General best practices when using Datastream

In this page, you'll find best practices for using Datastream. These include general best practices when using Datastream.

Change a stream's source database

In some cases, you may have to change the source database of a stream. For example, you may have to modify the stream to replicate from a replica instead of from the primary database instance.

Create a connection profile for the replica instance.
Create a stream, using the connection profile for the replica that you created and the existing connection profile for the destination.
Start the stream with historical backfill disabled. When the stream is started, it will bring only the data from the binary logs.
Optional.
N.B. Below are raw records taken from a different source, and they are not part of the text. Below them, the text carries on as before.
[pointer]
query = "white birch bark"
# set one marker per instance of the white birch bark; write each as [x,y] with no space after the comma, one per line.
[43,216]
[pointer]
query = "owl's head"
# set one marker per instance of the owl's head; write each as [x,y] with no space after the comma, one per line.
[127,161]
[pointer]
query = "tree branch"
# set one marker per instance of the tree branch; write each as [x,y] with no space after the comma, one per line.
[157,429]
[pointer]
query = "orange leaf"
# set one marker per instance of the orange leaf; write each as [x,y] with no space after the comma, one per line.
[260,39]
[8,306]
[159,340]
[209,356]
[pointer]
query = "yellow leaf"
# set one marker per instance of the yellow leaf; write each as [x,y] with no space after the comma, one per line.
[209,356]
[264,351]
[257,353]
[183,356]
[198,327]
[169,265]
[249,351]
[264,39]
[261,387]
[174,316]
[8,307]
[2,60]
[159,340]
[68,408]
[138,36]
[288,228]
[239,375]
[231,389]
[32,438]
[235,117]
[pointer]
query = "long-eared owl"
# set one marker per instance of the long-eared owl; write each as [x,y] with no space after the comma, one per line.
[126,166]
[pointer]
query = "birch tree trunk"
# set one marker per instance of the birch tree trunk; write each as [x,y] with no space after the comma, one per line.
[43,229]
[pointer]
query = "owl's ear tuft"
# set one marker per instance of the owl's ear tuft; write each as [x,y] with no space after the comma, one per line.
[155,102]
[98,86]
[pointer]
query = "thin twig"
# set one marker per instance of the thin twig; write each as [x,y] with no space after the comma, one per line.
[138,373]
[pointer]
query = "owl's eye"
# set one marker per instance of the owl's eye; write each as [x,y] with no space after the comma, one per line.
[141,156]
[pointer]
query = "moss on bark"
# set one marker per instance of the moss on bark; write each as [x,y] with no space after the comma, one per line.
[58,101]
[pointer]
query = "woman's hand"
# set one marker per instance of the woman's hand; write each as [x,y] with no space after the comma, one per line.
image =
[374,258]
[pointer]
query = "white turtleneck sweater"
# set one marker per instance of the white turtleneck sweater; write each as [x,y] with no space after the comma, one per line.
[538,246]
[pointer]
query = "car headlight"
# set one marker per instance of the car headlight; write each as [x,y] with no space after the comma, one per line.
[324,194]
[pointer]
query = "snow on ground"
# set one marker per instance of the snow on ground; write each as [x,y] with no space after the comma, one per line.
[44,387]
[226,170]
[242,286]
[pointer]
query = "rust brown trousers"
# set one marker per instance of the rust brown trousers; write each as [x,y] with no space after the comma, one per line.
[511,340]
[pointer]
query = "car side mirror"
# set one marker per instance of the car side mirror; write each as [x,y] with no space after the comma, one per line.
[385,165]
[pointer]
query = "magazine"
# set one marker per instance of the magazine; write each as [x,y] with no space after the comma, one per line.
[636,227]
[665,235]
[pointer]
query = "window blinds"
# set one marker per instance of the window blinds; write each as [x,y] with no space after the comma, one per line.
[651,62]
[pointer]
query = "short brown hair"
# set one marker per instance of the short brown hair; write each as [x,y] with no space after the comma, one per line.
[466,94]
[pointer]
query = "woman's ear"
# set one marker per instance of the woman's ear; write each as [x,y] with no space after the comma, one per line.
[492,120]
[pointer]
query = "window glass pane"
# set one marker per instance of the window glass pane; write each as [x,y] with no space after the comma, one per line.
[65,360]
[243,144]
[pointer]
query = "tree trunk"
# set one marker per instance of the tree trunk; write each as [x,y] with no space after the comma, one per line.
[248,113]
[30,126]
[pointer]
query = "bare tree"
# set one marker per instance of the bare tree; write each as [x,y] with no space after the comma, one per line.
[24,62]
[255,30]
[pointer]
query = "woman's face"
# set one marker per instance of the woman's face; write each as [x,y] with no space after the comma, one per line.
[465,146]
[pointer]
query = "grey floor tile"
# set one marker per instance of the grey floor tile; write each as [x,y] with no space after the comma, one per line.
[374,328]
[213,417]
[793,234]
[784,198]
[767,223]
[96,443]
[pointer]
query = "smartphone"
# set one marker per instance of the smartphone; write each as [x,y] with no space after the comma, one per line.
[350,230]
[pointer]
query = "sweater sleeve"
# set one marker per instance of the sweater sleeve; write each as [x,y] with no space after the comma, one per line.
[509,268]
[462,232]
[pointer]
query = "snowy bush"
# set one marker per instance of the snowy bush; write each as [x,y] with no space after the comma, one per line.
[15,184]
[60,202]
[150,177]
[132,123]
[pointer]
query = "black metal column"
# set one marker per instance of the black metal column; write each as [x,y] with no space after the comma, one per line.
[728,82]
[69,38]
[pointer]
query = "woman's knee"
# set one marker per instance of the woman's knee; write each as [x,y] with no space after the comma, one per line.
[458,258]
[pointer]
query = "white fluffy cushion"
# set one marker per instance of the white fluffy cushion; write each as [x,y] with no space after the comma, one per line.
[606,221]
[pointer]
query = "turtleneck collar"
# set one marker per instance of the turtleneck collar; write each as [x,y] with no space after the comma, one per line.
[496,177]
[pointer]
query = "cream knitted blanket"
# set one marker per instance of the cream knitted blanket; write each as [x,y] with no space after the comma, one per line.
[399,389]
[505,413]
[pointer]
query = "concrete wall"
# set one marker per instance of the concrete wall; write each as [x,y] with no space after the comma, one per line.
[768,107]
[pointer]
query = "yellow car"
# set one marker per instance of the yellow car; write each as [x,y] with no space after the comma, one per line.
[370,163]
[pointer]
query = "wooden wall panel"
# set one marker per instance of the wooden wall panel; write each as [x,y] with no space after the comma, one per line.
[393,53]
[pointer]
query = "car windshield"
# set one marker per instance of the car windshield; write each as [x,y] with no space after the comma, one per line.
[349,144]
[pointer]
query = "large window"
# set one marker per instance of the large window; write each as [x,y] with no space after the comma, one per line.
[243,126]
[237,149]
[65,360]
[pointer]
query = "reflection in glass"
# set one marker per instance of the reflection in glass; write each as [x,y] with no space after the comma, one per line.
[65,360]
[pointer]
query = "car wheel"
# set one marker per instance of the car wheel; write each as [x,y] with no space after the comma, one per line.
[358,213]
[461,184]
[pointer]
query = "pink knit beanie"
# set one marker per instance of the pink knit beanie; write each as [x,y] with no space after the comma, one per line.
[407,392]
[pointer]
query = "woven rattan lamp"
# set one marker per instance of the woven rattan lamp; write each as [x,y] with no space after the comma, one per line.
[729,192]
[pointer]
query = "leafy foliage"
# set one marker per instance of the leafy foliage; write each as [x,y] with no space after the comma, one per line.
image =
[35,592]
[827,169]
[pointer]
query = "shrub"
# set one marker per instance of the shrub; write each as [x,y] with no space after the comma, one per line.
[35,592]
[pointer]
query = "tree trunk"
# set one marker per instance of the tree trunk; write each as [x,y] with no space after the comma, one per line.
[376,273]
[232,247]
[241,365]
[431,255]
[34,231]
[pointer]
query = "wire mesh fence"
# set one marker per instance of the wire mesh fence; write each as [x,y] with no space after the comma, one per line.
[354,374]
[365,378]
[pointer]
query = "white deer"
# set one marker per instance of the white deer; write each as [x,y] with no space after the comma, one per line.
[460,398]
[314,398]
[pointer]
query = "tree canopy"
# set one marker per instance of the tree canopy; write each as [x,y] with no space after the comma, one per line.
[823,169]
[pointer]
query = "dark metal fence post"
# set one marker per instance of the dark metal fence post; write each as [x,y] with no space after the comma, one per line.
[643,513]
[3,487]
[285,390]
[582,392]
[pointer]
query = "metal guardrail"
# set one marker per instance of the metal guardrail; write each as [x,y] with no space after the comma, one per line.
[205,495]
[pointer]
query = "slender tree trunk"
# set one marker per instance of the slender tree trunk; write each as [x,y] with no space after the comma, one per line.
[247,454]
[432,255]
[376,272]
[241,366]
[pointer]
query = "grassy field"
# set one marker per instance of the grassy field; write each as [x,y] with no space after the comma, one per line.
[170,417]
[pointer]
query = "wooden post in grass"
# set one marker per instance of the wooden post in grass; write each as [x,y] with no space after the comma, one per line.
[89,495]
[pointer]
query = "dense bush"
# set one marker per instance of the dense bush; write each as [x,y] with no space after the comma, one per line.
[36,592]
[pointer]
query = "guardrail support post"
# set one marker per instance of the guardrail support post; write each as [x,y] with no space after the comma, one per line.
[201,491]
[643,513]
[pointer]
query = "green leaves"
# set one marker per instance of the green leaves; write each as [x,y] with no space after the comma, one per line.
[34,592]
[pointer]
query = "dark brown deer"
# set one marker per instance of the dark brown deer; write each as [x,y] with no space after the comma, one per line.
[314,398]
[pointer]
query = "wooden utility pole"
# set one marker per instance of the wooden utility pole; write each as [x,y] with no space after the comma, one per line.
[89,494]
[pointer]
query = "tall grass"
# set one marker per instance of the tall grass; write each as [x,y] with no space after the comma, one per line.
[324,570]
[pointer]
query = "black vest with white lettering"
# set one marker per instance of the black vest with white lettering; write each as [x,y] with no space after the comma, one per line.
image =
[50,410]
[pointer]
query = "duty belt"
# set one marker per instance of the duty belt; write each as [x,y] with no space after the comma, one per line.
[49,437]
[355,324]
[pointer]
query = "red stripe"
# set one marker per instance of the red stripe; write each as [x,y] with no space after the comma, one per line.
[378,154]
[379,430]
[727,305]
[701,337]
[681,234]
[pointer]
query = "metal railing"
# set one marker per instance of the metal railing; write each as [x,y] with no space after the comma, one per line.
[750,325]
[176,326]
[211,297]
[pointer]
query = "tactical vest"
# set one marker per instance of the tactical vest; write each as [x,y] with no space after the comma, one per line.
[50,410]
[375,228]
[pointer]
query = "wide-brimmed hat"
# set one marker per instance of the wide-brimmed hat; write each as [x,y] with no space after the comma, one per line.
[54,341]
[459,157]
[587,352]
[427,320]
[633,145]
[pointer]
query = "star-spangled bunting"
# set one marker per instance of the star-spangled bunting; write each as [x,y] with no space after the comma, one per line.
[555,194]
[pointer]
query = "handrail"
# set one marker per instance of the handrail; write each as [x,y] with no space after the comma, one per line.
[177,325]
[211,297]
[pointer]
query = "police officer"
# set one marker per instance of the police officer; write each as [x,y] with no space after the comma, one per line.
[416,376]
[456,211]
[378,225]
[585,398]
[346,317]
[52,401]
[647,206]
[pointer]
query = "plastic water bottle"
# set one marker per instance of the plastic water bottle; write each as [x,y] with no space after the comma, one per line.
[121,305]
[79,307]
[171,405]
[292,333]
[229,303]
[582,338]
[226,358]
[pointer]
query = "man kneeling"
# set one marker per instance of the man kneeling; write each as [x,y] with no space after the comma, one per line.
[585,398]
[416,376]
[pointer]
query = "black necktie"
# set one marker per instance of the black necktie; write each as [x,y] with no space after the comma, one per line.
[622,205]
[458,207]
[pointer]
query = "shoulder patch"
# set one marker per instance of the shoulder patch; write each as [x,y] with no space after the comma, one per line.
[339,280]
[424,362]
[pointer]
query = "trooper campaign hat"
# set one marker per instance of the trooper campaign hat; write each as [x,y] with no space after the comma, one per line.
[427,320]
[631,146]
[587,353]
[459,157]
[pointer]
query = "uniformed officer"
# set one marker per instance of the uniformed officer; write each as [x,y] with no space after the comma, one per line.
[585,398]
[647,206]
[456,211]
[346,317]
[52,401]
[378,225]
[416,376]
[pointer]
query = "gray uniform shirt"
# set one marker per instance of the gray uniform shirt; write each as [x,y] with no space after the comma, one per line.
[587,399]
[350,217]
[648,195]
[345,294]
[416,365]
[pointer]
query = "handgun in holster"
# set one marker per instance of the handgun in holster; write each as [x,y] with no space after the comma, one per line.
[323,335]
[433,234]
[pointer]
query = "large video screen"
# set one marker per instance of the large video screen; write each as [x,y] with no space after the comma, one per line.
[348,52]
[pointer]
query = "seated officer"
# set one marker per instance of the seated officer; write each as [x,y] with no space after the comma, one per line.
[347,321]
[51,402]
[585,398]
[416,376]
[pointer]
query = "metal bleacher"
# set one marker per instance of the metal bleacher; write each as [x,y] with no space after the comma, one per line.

After the stream is running, modify it to enable automatic backfill.
Pause the stream that's reading from the primary instance.
Optional. Delete the stream that was streaming data from the primary instance.
Optional. Delete the connection profile for the primary instance.

Alert and monitor in Datastream

The Datastream dashboard contains a great deal of information. This information can be helpful for debugging purposes. Additional information can be found in the logs, which are available in Cloud Logging.

Datastream alerts

There's no default alert set up for Datastream. For example, you can create an alerting policy for the Data freshness metric by clicking the Create alerting policy link in the Overview tab. For the remaining metrics, follow these steps:

In the Google Cloud console, go to the Alerting page:

Go to Alerting
Click Create policy.
Click the Select a metric drop-down.
In the filter field, enter Datastream.
Optional: You might need to disable the Active filter to view all available metrics.
Search for the metric that you want to monitor under Datastream Stream.
Click Apply.
Optional: Enter the required details in the Add filters and Transform data sections. Click Next.
Enter the required information in the Configure alert trigger section. Click Next.
Configure your notifications in the Configure notifications and finalize alert section.
Review your alert and click Create policy when ready.

For detailed information about how to complete each of these steps, see Create alerting policy.

We recommend creating alerts for the following Datastream metrics:

Data freshness
Stream unsupported event count
Stream total latencies

An alert on any of these metrics can indicate a problem with either the stream or the source database.

Understand latency

Datastream provides the following metrics to help you understand replication latency:

Data freshness: the difference between the time when the data was committed to the source and the time when the data was read by Datastream. If this metric is high, it indicates that Datastream is reading data slower than it's being generated at the source. This indicates that there might be an issue with the source or with the network connection to the source.
System latency: the time that it takes for Datastream to process an event, from the moment the event is read from the source until it's written to the destination.
Total latency: the end-to-end replication lag, representing the total time from when data is committed to the source until it's written to the destination.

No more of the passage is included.